Re: [DISCUSS] Big Endian support in Arrow (was: Re: [Java] Supporting Big Endian)

Jacques Nadeau Sun, 30 Aug 2020 22:12:37 -0700

I didn't realize that Ishizaki isn't just proposing a BE platform support,
he is proposing a new BE version of the format. In this situation computers
speaking Arrow potentially have to convert from one version to the other
version. For example two machines communicating with Arrow flight now have
to do order swaps if they are speaking different endianess.

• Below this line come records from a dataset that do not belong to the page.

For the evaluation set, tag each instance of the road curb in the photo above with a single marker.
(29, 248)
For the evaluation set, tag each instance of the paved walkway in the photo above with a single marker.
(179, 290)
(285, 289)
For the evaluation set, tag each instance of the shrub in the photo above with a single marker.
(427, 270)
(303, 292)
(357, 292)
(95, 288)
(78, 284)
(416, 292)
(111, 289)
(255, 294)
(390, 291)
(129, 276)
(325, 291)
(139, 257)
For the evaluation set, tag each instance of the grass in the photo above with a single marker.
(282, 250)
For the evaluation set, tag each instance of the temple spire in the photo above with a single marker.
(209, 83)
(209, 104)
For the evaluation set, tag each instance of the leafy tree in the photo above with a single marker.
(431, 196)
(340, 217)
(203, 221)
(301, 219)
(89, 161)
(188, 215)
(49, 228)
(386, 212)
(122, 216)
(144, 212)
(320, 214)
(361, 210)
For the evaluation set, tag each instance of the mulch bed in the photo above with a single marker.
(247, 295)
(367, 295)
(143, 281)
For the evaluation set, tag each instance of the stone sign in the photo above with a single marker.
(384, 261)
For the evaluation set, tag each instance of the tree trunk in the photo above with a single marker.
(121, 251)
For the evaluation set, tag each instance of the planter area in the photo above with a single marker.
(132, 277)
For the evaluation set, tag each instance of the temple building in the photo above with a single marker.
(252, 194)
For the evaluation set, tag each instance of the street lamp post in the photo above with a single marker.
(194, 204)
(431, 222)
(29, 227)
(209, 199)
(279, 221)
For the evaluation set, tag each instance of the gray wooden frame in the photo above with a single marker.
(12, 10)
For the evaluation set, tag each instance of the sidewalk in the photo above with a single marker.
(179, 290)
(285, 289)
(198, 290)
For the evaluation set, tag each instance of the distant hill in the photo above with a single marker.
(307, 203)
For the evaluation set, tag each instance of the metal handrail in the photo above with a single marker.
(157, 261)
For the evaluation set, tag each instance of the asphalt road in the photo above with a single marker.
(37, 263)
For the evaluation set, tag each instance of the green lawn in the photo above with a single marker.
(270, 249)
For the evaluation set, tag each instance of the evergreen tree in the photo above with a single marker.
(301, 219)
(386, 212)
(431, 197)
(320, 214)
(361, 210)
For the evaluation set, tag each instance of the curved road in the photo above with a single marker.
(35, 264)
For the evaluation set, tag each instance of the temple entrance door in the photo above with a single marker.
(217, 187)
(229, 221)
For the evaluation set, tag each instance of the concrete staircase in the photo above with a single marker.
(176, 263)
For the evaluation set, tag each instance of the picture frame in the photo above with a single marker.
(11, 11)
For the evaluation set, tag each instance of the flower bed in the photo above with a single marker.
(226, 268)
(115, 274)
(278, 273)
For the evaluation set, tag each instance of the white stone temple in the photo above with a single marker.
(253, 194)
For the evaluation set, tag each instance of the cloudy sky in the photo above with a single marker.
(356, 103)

This makes me
feel even less positive about the proposal.


In terms of my main concern: it was around demand versus cost. I don't
believe that has been addressed. There have been ways discussed to try to
minimize cost but that cost is non-zero whereas the demand feels very close
to zero. As far as I can tell, there was one ask for big-endian support in
August of 2016 (Sanjay) and none since [1]. Even in these threads I don't
hear a resounding demand for big endian. There are many features that are
far less invasive/expensive to support that have much more demand.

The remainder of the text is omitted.